Gents thanks for taking the time to stop by & post :thumb:
Baz


----------



## Summit Detailing (Oct 9, 2006)

Great transformation Barry:buffer:...a satisfied client is all that matters!:thumb:


----------



## AaronGTi (Nov 2, 2010)

Awesome work mate :thumb:


----------



## Pugboi (Aug 17, 2012)

Looks amazing Barry wish I had my vrs done when I had it !!


----------



## Gleammachine (Sep 8, 2007)

Excellent as always Baz la!!!
Hope your well buddy.

Love those emails "I haven't got a Ferrari, so not sure if your interested in my ..."


----------



## Dave KG (Feb 23, 2006)

That is excellent. Who cares if it is "just a Skoda", every car deserves the best treatment and it is great to see every day cars like this that usually present far worse defects and grime getting serious TLC. Beautifully documented write up which clearly shows the results achieved - well done


----------



## CoOkIeMoNsTeR (Mar 6, 2011)

Wow! nice job, nice car too. Is my monitor broken, or is that only on 29k :doublesho

Can't be many with that mileage, considering they must be one of the only supermini's I've ever driven that feel like a big car to drive. Mate of mine has one in yellow, must be approaching 160k now, sits at 70 on cruise 100 miles a day, in 6th doing 60mpg. 

Skoda missed a trick with the new one, can't beat these old tractors :thumb:


----------



## Auto Detox (Dec 22, 2007)

Chris_Z4 said:


> Great transformation Barry:buffer:...a satisfied client is all that matters!:thumb:


Thanks Chris, hit the mail on the head :thumb:



AaronGTi said:


> Awesome work mate :thumb:


Cheers Aaron 



Pugboi said:


> Looks amazing Barry wish I had my vrs done when I had it !!


You should have had it done :thumb: I've done a few this year & they looks awesome detailed 



Gleammachine said:


> Excellent as always Baz la!!!
> Hope your well buddy.
> 
> Love those emails "I haven't got a Ferrari, so not sure if your interested in my ..."


Howdy Rob, I am very well thanks mate I hope you & family are all well too.
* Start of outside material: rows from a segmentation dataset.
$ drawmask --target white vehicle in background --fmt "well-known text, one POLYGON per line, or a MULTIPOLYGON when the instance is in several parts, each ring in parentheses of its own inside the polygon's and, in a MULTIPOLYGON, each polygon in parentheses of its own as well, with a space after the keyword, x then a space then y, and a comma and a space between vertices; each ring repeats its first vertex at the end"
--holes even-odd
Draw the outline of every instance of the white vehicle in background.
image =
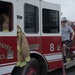
MULTIPOLYGON (((46 75, 64 68, 63 65, 74 66, 75 59, 63 63, 60 16, 58 4, 42 0, 0 0, 0 75, 10 75, 17 62, 17 25, 26 35, 32 58, 22 75, 46 75), (9 32, 2 31, 3 13, 9 16, 9 32)), ((74 51, 75 39, 71 54, 74 51)))

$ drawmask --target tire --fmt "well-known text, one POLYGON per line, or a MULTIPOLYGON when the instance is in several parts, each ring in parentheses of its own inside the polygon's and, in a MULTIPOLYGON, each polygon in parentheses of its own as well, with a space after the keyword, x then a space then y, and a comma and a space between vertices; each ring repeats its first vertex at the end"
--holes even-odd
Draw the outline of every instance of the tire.
POLYGON ((39 75, 39 63, 35 58, 25 66, 22 75, 39 75))

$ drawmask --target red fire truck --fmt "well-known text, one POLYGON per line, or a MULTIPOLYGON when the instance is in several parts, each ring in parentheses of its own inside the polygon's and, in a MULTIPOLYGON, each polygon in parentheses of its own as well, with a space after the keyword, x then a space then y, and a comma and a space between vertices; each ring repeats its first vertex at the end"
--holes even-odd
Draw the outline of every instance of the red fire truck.
MULTIPOLYGON (((29 43, 31 61, 22 75, 47 72, 75 65, 62 57, 60 5, 42 0, 0 0, 0 75, 10 75, 17 62, 17 25, 29 43), (2 14, 9 16, 9 31, 2 30, 2 14)), ((71 54, 75 53, 75 40, 71 54)))

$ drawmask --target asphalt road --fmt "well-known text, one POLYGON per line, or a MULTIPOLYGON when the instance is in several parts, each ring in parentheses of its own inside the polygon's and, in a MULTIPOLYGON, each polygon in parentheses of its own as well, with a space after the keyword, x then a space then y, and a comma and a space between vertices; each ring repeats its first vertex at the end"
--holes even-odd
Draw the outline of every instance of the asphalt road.
MULTIPOLYGON (((66 71, 66 75, 75 75, 75 66, 71 67, 65 71, 66 71)), ((63 71, 62 71, 62 69, 58 69, 53 72, 49 72, 48 75, 63 75, 63 71)))

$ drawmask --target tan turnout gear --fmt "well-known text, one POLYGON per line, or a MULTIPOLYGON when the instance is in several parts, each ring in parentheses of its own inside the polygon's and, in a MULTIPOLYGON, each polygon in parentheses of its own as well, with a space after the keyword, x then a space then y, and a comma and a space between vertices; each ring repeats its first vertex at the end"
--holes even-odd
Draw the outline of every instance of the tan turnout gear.
POLYGON ((17 26, 17 50, 18 60, 16 66, 23 67, 30 61, 30 55, 26 36, 19 26, 17 26))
Must admit my love for non supercar detailing is as high as ever & love these transformations  Take it easy 



Dave KG said:


> That is excellent. Who cares if it is "just a Skoda", every car deserves the best treatment and it is great to see every day cars like this that usually present far worse defects and grime getting serious TLC. Beautifully documented write up which clearly shows the results achieved - well done


Hey Dave the mad scientist himself :lol: Thanks for the kind words mate & stopping by to post them. Look forward to our next catch up over coffee & cake like at Waxstock ! Its on me next time. Look forward to the subaru updates too 



CoOkIeMoNsTeR said:


> Wow! nice job, nice car too. Is my monitor broken, or is that only on 29k :doublesho
> 
> Can't be many with that mileage, considering they must be one of the only supermini's I've ever driven that feel like a big car to drive. Mate of mine has one in yellow, must be approaching 160k now, sits at 70 on cruise 100 miles a day, in 6th doing 60mpg.
> 
> Skoda missed a trick with the new one, can't beat these old tractors :thumb:


Thanks Mr Monster ! Not sure on the milage was one thing I didnt look at  Like you I much prefer the older model & this is one of my favourites although mine may have to be black :thumb:

Thanks gent's
Baz


----------



## ckeir.02mh (Jan 5, 2012)

Cracking work, every car deserves to look it's best no matter how much or little it's worth imo.
:thumb:
Chris.


----------



## SeanyBean (Sep 24, 2010)

great turn around and end result!


----------



## Soul Hudson (Jul 5, 2011)

Some awesome 50/50's my man, very nice.


----------



## Auto Detox (Dec 22, 2007)

ckeir.02mh said:


> Cracking work, every car deserves to look it's best no matter how much or little it's worth imo.
> :thumb:
> Chris.


Very true indeed ! I love these transformation jobs, very satisfying :thumb:



SeanyBean said:


> great turn around and end result!


Thanks Seany :thumb:



Soul Hudson said:


> Some awesome 50/50's my man, very nice.


Thanks Mr Hudson :thumb:

Cheers for the kinds words gents
Baz


----------